ELDRED, NY — If we truly are what we eat, Americans should be the sweetest people on earth. That’s because, in its many forms and under its many names, each person consumes on average …
ELDRED, NY — If we truly are what we eat, Americans should be the sweetest people on earth. That’s because, in its many forms and under its many names, each person consumes on average about 150 pounds of sugar each year, up from an annual consumption of merely two pounds 200 years ago. That’s five times more than the recommended intake for a man and eight times more for a woman, according to the American Heart Association. More sensible eating habits will help stem the near-epidemic increase in pre-diabetes in our nation.
This was just one bit of information gleaned at the Community Health Fair held on August 24 at the Eldred Junior-Senior High School. The event was the result of a collaborative effort of the Lions Clubs of the towns of Highland and Lumberland, Barryville Chamber of Commerce, Can’t Hurt Steel Community Foundation and Sullivan 180. Sullivan County is the second-most unhealthy county in New York, and these organizations want to change that.
Several corporate and individual sponsors also contributed to the success of the event. Raffle baskets featuring healthy-living items were available as well.
There were 27 exhibitors whose areas of expertise ranged from hiking to chiropractic, meditation to nutrition, hospital organizations to massage.
In one of several presentations, Sandi Rowland, executive director of Sullivan 180 explained its mission as a new non-profit organization that was created to turn around the health and wellness of Sullivan County.
Among many other initiatives, the organization encourages the formation of Sullivan Club 180 healthy-living groups, through which friends, neighbors and colleagues can incorporate healthy living into daily routines such as forming walking groups, getting together to share healthy meals and recipes, or starting yoga classes.
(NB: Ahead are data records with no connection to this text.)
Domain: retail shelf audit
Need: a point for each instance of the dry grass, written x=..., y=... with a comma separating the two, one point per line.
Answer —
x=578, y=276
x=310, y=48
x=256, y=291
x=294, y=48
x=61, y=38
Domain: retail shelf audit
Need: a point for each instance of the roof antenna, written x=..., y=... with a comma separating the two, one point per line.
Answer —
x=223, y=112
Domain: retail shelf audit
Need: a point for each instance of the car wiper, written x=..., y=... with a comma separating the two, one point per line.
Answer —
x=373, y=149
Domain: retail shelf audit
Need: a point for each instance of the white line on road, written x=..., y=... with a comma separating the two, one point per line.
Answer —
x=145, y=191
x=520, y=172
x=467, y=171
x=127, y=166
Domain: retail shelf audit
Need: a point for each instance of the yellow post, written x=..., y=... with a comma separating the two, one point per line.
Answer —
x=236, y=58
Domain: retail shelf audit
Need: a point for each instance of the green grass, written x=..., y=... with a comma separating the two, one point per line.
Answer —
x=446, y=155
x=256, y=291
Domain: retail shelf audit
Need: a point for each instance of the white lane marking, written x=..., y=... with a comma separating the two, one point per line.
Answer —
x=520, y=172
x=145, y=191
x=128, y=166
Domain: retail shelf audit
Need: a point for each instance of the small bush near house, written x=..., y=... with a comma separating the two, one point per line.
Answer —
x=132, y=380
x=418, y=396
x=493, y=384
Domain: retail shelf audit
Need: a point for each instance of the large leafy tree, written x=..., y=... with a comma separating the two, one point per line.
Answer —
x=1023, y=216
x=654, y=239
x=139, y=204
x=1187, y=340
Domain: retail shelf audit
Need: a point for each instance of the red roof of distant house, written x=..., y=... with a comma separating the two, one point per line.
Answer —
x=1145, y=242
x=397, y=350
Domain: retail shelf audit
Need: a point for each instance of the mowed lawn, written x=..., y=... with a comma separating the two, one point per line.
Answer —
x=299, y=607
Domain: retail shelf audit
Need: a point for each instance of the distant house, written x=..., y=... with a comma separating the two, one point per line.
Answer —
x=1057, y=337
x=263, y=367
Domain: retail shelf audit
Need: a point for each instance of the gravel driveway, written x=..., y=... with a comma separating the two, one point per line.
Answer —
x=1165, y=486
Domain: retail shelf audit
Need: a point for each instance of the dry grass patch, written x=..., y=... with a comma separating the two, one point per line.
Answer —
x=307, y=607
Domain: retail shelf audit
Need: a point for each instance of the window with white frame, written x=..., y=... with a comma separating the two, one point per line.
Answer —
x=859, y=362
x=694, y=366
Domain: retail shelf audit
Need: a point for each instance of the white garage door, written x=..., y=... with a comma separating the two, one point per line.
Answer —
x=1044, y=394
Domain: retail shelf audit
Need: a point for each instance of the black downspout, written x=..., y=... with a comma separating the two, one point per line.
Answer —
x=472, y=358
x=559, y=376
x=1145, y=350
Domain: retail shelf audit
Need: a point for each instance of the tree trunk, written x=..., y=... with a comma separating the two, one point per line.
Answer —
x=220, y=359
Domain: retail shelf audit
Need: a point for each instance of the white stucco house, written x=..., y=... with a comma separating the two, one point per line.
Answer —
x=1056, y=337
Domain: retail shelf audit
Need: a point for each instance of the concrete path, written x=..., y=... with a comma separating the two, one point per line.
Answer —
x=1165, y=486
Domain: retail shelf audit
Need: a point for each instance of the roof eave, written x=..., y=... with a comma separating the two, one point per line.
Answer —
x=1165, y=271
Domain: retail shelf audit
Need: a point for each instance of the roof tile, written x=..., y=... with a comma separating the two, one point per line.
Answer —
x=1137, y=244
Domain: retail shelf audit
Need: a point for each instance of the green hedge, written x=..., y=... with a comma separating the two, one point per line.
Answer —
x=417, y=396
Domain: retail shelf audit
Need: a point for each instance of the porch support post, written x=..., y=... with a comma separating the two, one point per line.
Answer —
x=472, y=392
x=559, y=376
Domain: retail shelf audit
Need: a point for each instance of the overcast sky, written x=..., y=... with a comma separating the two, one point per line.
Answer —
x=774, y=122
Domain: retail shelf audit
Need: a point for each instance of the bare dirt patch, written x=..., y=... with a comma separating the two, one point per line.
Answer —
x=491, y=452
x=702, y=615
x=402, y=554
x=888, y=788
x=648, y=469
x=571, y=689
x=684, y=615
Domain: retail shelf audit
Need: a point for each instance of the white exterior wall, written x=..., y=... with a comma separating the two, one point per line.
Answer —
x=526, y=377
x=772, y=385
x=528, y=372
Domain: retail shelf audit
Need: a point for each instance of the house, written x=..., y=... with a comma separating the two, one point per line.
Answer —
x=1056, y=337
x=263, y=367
These can be already-existing groups such as service clubs or church congregations, or newly-formed neighborhood gaggles. Throughout the county there are currently 10 such clubs, including one for children ages 5 to 12, though none currently exist in the lower part of the county.
Symposiums addressing health topics are held throughout the county, also sponsored by Sullivan 180. The next scheduled event, on brain health, is October 22 at 6 p.m. at Bethel Woods Center for the Arts.
Also available at the fair were blood pressure tests, yoga and Pilates classes, dental hygiene tips, opportunities to talk with social agencies, chair massages, discussions with physical therapists, a representative from trailkeepers.org, the state police and health insurance representatives, among several others.
Cathy Daboul, a member of the Barryville Chamber and a volunteer for a number of area organizations, coordinated the fair’s organization. At its conclusion, Daboul said that the hope is that this is the first annual event of its kind.